In the meantime, you can't cross off Xamarin as a means to bring these WinRT applications to even more device types.


Winforms has data binding.

http://msdn.microsoft.com/en-us/library/ef2xyb33

WPF main advantage over Winforms is XAML vs tool-generated designer class IMHO. Most of the other concepts have their equivalents in both technology.


In my eyes WPF's advantage usually boiled down to:

  • databinding (which it shares with most other things coming from MS; I think even VB had it; interestingly enough, it's somewhat absent everywhere else)
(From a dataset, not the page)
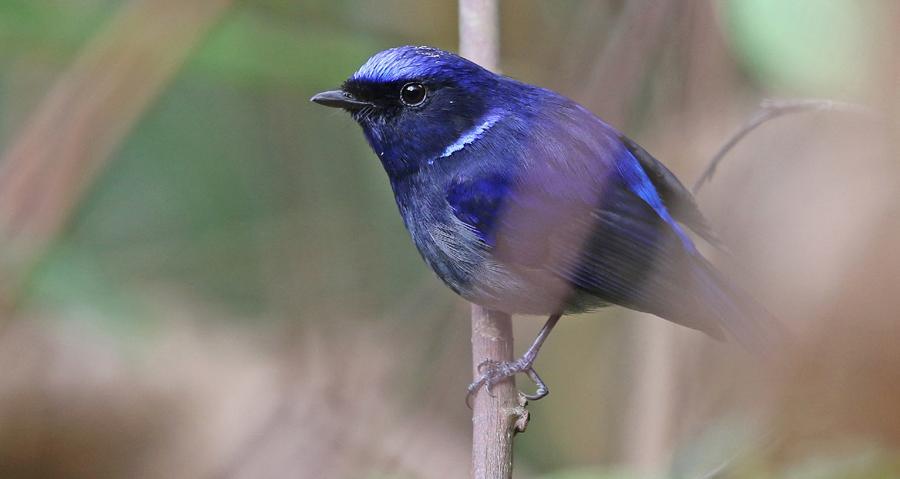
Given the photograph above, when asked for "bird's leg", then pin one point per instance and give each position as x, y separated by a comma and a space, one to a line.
493, 372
  • decoupling behaviour from visuals

  • somewhat related to the last point: templating

Especially the last two are what makes WPF awesome. Databinding is just the glue that's needed for the other two to work awesomely. Being able to say »I want this to work like a ToggleButton but look slightly different« (and keeping all the behavioural logic in place without needing to reimplement it) and »I define how my data will look like in terms of the same containers and controls that I build my UI with and (usually) have no performance disadvantage« are the things that are really nice. I take a collection of things, databind them to a ListBox, use a DataTemplate to control how each of them looks and am able to use normal controls in said template that can interact with the data and are not just images pasted onto the UI (like in Swing or Android). And all that without the need to write a single line of code that moves my data from code to UI (or back).


WPF data binding is vastly superior to Winforms.


XAML by itself is actually fairly easy to work with because it doesn't actually do that much: At it's core, XAML boils down to an XML-based mechanism for constructing objects. Squint your eyes just right, and it starts to look like the markup for an IoC container:

http://www.codeproject.com/Articles/17188/Inversion-of-Contr...

Where things start to get complicated are the objects that you create with XAML... (which is where the WPF framework comes into play.)

Five or six years ago, I prototyped a system using XAML/WPF to build an HMI system for an industrial process control applications. The system served up XAML from a server that got loaded by a client to construct UI objects. It then inspected the Binding objects that the XAML created and started subscribing to the appropriate server-side data points. It came together within a couple days and really ran quite well.


Half of Angular is pretty much a WPF/MVVM rip-off, so it's a good experience.